Marathon: Galveston Marathon

Location: Galveston, Texas

Date: February 18, 2018

Finish Time: 5:17:52

 

Marathon Mantra: My tactic for this marathon was to look at it as six sections, which the course naturally divides into. My mantra became, "You will eventually get there." There meaning the finish line. Even though I had a good first half, I knew that it was going to get hot. I tried to prepare myself for a disappointing time and remind myself to stay safe. I was also very motivated to finish for West Clermont students. These 12 marathons in 2018 are the foundation of Run for the Future and I need to do all I can to finish each race.

 

Review of the Marathon: Ugh! In all fairness, I cannot really judge the course. It was foggy the entire race. Most of the race had almost no visibility. I assume this race is beautiful if you can actually see the Gulf of Mexico. I really felt like I was running on another planet. The fog had a mysterious thickness to it. At some points, I thought it was salt. Other times it may have been sand. Or it was whatever the aliens spread before they take over planet earth. During some stretches, it was oddly foggy and sunny. It seemed like the sun was bouncing off all the fog particles making it even more miserable. It was 65 degrees at the start and 69 degrees at the end.

The wind was another issue. During some of the out-and-back stretches, it would be extremely hot going one way (no hint of wind helping you) and then after the turn-around the wind was fierce. It seemed like it took twice as much energy to run in that direction.

Now to things that the race directors could control. I did see many pelicans and egrets which is cool. The second/fifth leg (we ran the course twice) was very pretty. I think the Gulf was on one side and a lake on the other. (It was hard to tell because it was that foggy.)

The course was very lonely. Again the fog may have played a role. I couldn't see a tenth of a mile ahead of me. For awhile, though, I was running with no one else in sight. This would not have been bad if it wasn't so hot. If a runner went down, it could be awhile before anyone noticed.

The on-course stations were well stocked and staffed by very nice volunteers. I thought with the heat, they should be every mile. I carry a water bottle to refill, but would have been hurting otherwise.

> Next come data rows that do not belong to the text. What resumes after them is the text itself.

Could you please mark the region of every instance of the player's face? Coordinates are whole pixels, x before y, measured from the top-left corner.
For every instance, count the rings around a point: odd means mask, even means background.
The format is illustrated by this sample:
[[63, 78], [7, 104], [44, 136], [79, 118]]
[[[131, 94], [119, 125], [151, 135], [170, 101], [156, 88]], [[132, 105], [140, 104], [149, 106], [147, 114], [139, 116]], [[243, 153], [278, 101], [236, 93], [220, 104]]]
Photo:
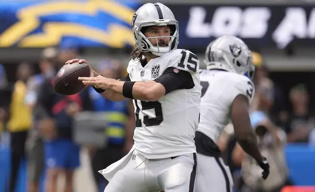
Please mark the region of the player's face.
[[[149, 27], [144, 33], [146, 37], [156, 37], [171, 36], [171, 29], [168, 26], [153, 26]], [[170, 37], [160, 37], [158, 38], [158, 46], [167, 47], [170, 41]], [[149, 39], [149, 40], [153, 46], [157, 46], [157, 38]]]

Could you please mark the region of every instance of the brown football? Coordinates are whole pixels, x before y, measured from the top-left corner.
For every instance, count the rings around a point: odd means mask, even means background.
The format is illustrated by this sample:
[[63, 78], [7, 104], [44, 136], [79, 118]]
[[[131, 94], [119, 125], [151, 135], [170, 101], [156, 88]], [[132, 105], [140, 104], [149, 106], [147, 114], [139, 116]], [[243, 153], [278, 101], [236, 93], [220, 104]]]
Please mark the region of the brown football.
[[54, 87], [55, 92], [64, 95], [77, 94], [85, 87], [79, 77], [89, 77], [90, 68], [85, 63], [73, 63], [65, 65], [58, 72], [55, 77]]

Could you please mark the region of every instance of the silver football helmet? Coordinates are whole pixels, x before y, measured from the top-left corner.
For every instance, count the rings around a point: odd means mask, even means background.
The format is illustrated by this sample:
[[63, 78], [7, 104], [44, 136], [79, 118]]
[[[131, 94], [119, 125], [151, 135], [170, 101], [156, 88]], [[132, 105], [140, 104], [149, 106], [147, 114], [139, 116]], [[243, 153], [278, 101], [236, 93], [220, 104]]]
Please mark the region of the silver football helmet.
[[[155, 55], [161, 56], [177, 48], [179, 43], [178, 22], [175, 19], [171, 9], [162, 3], [148, 3], [142, 5], [134, 15], [131, 25], [135, 45], [142, 52], [151, 52]], [[143, 29], [145, 27], [166, 25], [171, 29], [171, 36], [147, 38], [144, 35]], [[158, 39], [165, 37], [170, 38], [168, 46], [159, 46]], [[149, 41], [153, 38], [157, 39], [157, 46], [154, 46]]]
[[250, 50], [241, 39], [233, 36], [213, 41], [207, 47], [204, 58], [208, 70], [223, 70], [249, 78], [254, 72]]

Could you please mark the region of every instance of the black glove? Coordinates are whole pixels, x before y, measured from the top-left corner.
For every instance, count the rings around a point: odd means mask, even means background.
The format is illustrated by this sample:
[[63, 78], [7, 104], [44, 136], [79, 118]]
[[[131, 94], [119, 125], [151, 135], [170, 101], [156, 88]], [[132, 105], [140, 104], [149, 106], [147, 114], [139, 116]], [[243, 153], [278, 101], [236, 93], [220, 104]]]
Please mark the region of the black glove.
[[269, 170], [270, 167], [269, 166], [269, 164], [268, 164], [267, 159], [266, 158], [264, 158], [265, 159], [264, 161], [258, 163], [259, 167], [264, 170], [262, 177], [263, 178], [263, 179], [266, 180], [266, 179], [268, 177], [268, 175], [269, 175], [269, 173], [270, 173], [270, 170]]

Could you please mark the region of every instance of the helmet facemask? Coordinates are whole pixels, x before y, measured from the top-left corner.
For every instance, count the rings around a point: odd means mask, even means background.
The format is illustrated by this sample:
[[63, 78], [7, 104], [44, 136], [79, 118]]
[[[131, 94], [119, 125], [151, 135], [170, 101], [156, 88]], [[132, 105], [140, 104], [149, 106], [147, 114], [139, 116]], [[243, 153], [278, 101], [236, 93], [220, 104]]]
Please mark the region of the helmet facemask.
[[[146, 29], [153, 26], [168, 26], [170, 27], [171, 35], [153, 37], [147, 37], [144, 35]], [[151, 52], [155, 55], [162, 56], [165, 53], [177, 48], [178, 45], [178, 23], [177, 21], [162, 23], [149, 22], [141, 24], [138, 27], [135, 27], [134, 35], [135, 40], [135, 45], [139, 50], [143, 52]], [[170, 41], [167, 46], [159, 45], [159, 39], [169, 38]], [[150, 39], [156, 39], [157, 46], [155, 46], [150, 41]]]

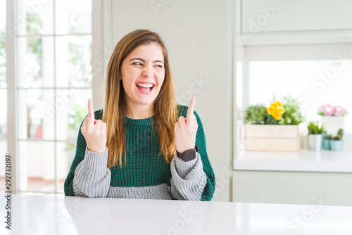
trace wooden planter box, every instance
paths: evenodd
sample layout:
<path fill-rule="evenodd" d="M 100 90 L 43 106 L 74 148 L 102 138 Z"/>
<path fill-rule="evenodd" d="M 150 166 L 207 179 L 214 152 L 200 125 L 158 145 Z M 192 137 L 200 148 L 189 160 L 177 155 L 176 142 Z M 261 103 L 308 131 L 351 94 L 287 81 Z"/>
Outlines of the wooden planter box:
<path fill-rule="evenodd" d="M 246 150 L 250 151 L 298 151 L 298 125 L 246 125 Z"/>

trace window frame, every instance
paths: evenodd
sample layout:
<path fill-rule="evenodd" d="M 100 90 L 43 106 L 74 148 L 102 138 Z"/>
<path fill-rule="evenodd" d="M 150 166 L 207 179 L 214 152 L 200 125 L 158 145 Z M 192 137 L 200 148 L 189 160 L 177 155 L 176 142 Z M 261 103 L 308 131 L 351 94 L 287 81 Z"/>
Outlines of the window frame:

The most disappointing part was the post-race area. There was hardly anyone there. I'm used to an atmosphere of celebration and relaxation. They had post-race massages. I hovered around that area for awhile and no one said anything to me. In fact, no one seemed to notice that I was roaming around at all.

 

Lesson Learned: I'm still trying to learn to accept not being fast. I want to be fast. I want to be a good marathoner. I think that I work as hard as I can, without pushing so much that my body falls apart - i.e. hips continue to tear or get stuck. Today I had really wanted to finish under five hours. As I said, I am still trying to let go of time goals and expectations. I know that I will enjoy the marathon experience more if I didn't feel guilty when I walked or came in a slow time. There are so many pretty things to see and enjoy. It seems like such a waste to worry so much about time. Obviously this is still a lesson I'm working on.

I learned that if I want to finish this twelve marathon goal, I am going to get a cortisone shot in this heel of mine. I was trying to wait until June which will be twelve months since my first shot, but I can barely walk and have ten more races to go. I feel like a cortisone shot is cheating, but I know that I will not finish twelve marathons with this heel.

 

The State of My Body: Ugh, the theme of all of every section. My heel hurts. By hurt, I mean crawling to the bathroom seems like a much better idea that hobbling. It's so annoying!!!

My left hip hurt for the first 16 miles and then my labrum must have returned to where it is supposed to be. That was a blessing!

Just to make you laugh: I thought about walking down the steps instead of taking the elevator, went down one step and changed my mind :) (If you have never run a marathon, walking down steps hurts way more than going up.)

 

Final Takeaway: I feel worried that I can't finish my goal of 12 marathons in 2018. I want to worry less about time. My next marathon has a 7-hour time limit. My body might do better in the long run if I take that time.